Major end uses for borates include;

  • FIBERGLASS AND GLASS : Boron fibers probide very high tensile strength and can be added to plastics to make a material that is stronger than steel yet lighter than aluminum. Boron is used primarily in fiberglass and boronsilicate glass which is the strong heat-resistant glass that contains a minimum of 5 percent boric oxide. The resistance to heat and chemical is attributable to the boric oxide which replace for sodium oxide in the structure of the glass, creating low thermal expansion. Replace for sodium oxide, Boric Oxide is a powerful base offering a high quality of heat and chemical resistance. Boric compouds are important components in optical glass industry to reduce thermal and mechanical shocks but to increase chemical resistance and durability.
  • CERAMICS : Boric compounds reduce significantly the melting point and can be used as an essential ingredient for the production of ceramic frits and borosilicate glazes. Boric compounds are used to control the coefficient of expansion to ensure that the glaze remains fixed with the body without crazing or distortion.

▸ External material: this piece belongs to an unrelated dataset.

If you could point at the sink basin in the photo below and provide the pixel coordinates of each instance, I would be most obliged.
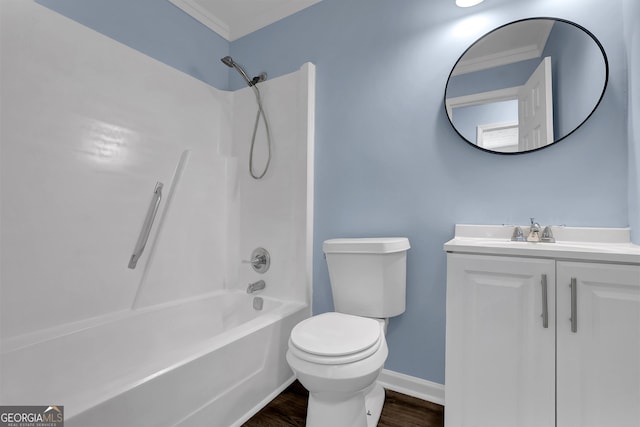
(602, 244)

  • AGRICULTURE AND FERTILIZER: Boron is an essential micronutrient for plant growth. Boron fertilizers mixed with other compounds or NPK fertilizers are useful boron-deficient soils.
  • FLAME RETARDANT : Boron is an effective chemical flame retardant for an ample array of products. It is also used for wood, plywood, textile products, cotton, paper and cellulose.
  • CORROSION INHIBITOR : Different boric composition can be used as Corrosion Inhibitors and anti-freeze (mixed with Ethylene Glycol in automobile motor cooling systems), as well as in brewing, heat treating, hydraulic fluids, and treatment of metallic products.
  • WOOD PRESERVATIVES and PESTICIDES : Borates and Boric Acid are very effective in controlling and eliminating insects and fungi. Though they are not harmful to mammals, they are toxic against cockroaches, ants, scarabs, larvae, and other insects, resulting in manipulation at any location and environment.
  • METALLURGY : Boron is used as a sealing for non-ferrous metals and used as a deoxidizer and degasifier in metallurgy. Because it absorbs neutrons. It is used in the production of steel. Traces of Ferro boron in boric steel increase its strength. Bron eliminates impurities metallurgist systems, resulting in highly pure material to be used in electrical conductors especially.
  • PHARMACEUTICALS AND COSMETICS : Boric Acid is recognized for its application as a pH buffer and as a moderate antiseptic agent and emulsifier. It is a component of ointments, mouth-washes, eye-drops, bath salts, creams and shampoos. It can be used for skin cooking sensation due to good thermal conductivity. It is also known boron compounds made with all 10B isotope selectively destroy cancer cell.
  • NUCLEAR APPLICATIONS : Boron is used in the shielding material,  in neutron detection and in some control rods of nuclear reactors as it absorbs neutrons.